Meaningful moments, early and often, build young brains.
The message may sound simple but it’s a strong and important one, central to a new early childhood awareness campaign from the world leading researchers at Telethon Kids Institute and the philanthropic Minderoo Foundation.
The eight-week campaign challenges thinking about early brain development. Featuring a cute blue critter, known as Bobbie, which represents a baby’s brain, Bright Tomorrows Start Today shows how the brain is stimulated by quality interactions and experiences with parents and carers.
Created by CoLab – Collaborate for Kids (a partnership between Telethon Kids Institute and Minderoo Foundation) the campaign aims to challenge thinking about brain development in babies, with more than a million neural connections a second built in the first three years of a child’s life. Based on the latest child development science, it responds to gaps in understanding mapped by US-based social research organisation, Frameworks Institute.
CoLab director Professor Donna Cross (the 2012 West Australian of the Year) said the campaign was an important step in changing public thinking about the importance of building young brains from birth.
“Building young brains in the first three years of life gives children a well-rounded start, improving their health, social and emotional wellbeing, even reducing their risk of chronic illnesses like cancer and heart disease later in life,” Professor Cross said.
“Activity in a child’s brain peaks from birth to three years of age — long before children start at kindergarten or school — and during this time are most receptive to the influence of relationships and experiences.
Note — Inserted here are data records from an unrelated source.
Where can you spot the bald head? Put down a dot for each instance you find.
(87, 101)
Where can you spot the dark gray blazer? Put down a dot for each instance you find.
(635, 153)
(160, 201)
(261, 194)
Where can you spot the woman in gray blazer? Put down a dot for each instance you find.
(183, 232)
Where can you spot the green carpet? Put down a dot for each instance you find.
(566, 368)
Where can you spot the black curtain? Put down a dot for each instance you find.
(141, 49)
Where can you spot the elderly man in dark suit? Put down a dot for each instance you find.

“This campaign challenges the idea that babies are sponges that passively soak up their surroundings. In fact, the research behind Bright Tomorrows shows that quality interaction with a baby or toddler – reading a book or blowing raspberries on their tummy – builds the connections in their brain which sets them up for a better future.
“As we show in the campaign, babies’ brains light up with excitement and activity, triggering up to a million neural connections every second in response to adult voices, smiles and attention. Repeated, these connections form pathways that shape their thinking and emotional patterns for life and influence their approach to learning, relationships and tackling challenges.”
Minderoo Foundation co-founder Nicola Forrest said the whole community, not just parents or caregivers, had a role to play in ensuring every child received the best start, from as early as conception.
“A good start in life — right from conception — forms a stable foundation, helping children to learn, achieve and navigate relationships or stressful situations,” Ms Forrest said.
“This strong start can be a powerful preventative factor against the social and emotional challenges we know can contribute to pathways that include poor mental health, unemployment or experience in the juvenile justice systems.
“We can all work together – government, social services, business, families and community – to ensure the future health and wellbeing of Australian kids. Together we have the power to create this bright tomorrow.”
Bright Tomorrows Start Today is part of a broader CoLab project advocating early intervention and support to give all children the best foundation in life and opportunity to reach their full potential. CoLab – Collaborate for Kids is a partnership between the Perth-based Telethon Kids Institute and Minderoo Foundation.